Intuition: The Healing Frequency of the Present

Artwork by Robert Pruitt

Artwork by Robert Pruitt

Context 

In Wayward Lives, Beautiful Experiments: Intimate Histories of Social Upheaval, Saidiya Hartman explores the degradation of Black women’s narratives and experiences throughout history. Her reconstructive efforts, generated through historical analysis and intuitive composition, resurrect realities that have the ability to unravel predominantly white and masculine frameworks for liberation. In conversation with Arthur Jafa, Hartman describes her understanding of overlooked intuitive social movements. These moments are perfect alignments in collective consciousness that create an opportunity for individuals to produce similar responses to larger truths and social conditions. While they are not strategized, these intuitive movements cultivate conditions for social change. These trends of collective cooperation are highlighted by Hartman as being especially prominent amongst Black femmes and unrecognized by movement building coalitions and institutions of knowledge production. 

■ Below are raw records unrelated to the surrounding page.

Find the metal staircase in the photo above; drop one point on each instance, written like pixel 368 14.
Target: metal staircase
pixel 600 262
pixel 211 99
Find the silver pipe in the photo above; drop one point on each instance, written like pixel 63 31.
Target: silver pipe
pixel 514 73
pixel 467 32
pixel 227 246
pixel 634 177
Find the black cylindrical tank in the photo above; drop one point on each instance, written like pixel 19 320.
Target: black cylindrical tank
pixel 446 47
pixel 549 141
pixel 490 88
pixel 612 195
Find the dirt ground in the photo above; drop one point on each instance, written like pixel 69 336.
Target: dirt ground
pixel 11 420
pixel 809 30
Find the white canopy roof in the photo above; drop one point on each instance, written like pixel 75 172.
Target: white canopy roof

During the Weeksville Heritage Center’s Sensing History event, Black archivists engaged in discourse around the nature of the intuitive Black archive. The intuitive Black archive lays the groundwork for understanding the role Black matriarchs play in the conservation of Black culture through generations. Examples of material artifacts sustained in Black households included various forms of furniture, photographs, traditions and oral histories. 

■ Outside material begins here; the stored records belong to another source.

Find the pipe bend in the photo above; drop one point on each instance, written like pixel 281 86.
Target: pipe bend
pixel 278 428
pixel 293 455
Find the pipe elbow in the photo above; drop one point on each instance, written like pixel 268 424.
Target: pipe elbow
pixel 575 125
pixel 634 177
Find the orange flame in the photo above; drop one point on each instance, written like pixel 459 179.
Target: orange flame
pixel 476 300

Intuition: The Healing Frequency of the Present 

The Black experience in the United States is extremely nuanced. Black people are subjected to notions of separation that extend far beyond standard studies of psychological abandonment. Academic discourse around communal healing relies heavily on understanding the root cause of Black trauma and suffering for the creation of modalities that support in Black healing. As a result of the heightened visibility of Black oppression through police brutality videos, political statements and twenty-twenty’s other clarifying offerings, the conversation around Black healing has become mainstream. Still, the discourse remains stagnant and dependent upon a collective return to the inception of inequity. Reparations hearings require elaborate explanations of the atrocious acts committed by white Americans throughout history, as though these same transgressions are not present today. The true blessing of this historical moment is that it has cultivated a resurgence in holistic health and spirituality. Integrative approaches to Black healing based in cultural and spiritual understandings of oneness. Black people are turning away from Maslow’s outdated model of fulfillment and exploring and innovating theories of cooperative realization. 

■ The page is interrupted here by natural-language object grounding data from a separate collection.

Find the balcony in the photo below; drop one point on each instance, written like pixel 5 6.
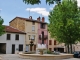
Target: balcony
pixel 44 38
pixel 42 26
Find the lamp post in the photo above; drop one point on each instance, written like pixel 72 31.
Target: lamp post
pixel 31 44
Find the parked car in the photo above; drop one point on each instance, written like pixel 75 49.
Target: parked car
pixel 76 54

As an energy worker, I have had the opportunity to syncretize energetic approaches to healing with Black archival concepts of time, space and nature. Conversations about the role of Black matriarchs in preserving culture bleed into my understanding of the human biofield as a record of intergenerational memories. Biofield Tuning, a modality created by Eileen McKusick, uses tuning forks to tune the vibrations created by emotions harbored in the human body. In order to utilize this modality, one must possess a basic understanding of the human energy body. In a presentation describing her theory of the structure of our energy bodies, she identifies the left side of the body as the area of the field that carries the most ancestral information. Energetically, the left side of the body is associated with feminine energy and the right is associated with masculine energy. Some ancestral information is also present in the right or masculine side of the body but is minimal. The genetic construction of infants is conducted in the womb and ancestral programming is encoded in our being throughout this process. Socialization is a responsibility denoted to femmes in society through early adulthood in many families. Communal healing is a realm that is traditionally led by femmes. Somehow, the conversation about large scale solutions to centuries of state sanctioned genocide has not centered the Black femme experience or methods of healing. 

Our intuitive state is simultaneously our most natural and powerful state of being. Every being has access to it’s omniscient power but none quite like the Black femme, who has endured centuries of suffering and had to reconnect painfully in every lifetime. Sexual assault, brutality, subjugation and disrespect are everyday experiences for Black femmes presently. They do not have to think hard to cultivate a deep understanding of their ancestors' suffering. This is a point made clear by Saidiya Hartman when questioned about the accuracy of her work by Arthur Jafa. Across so many disciplines it’s suggested that we abandon aspirational notions of a cure all remedy for Black trauma and suffering. That we instead bring our awareness to the present moment and our current needs. Healing is omnipresently available to us through reconnection with our intuition; a practice cultivated, sustained and perfected by the Black matriarch.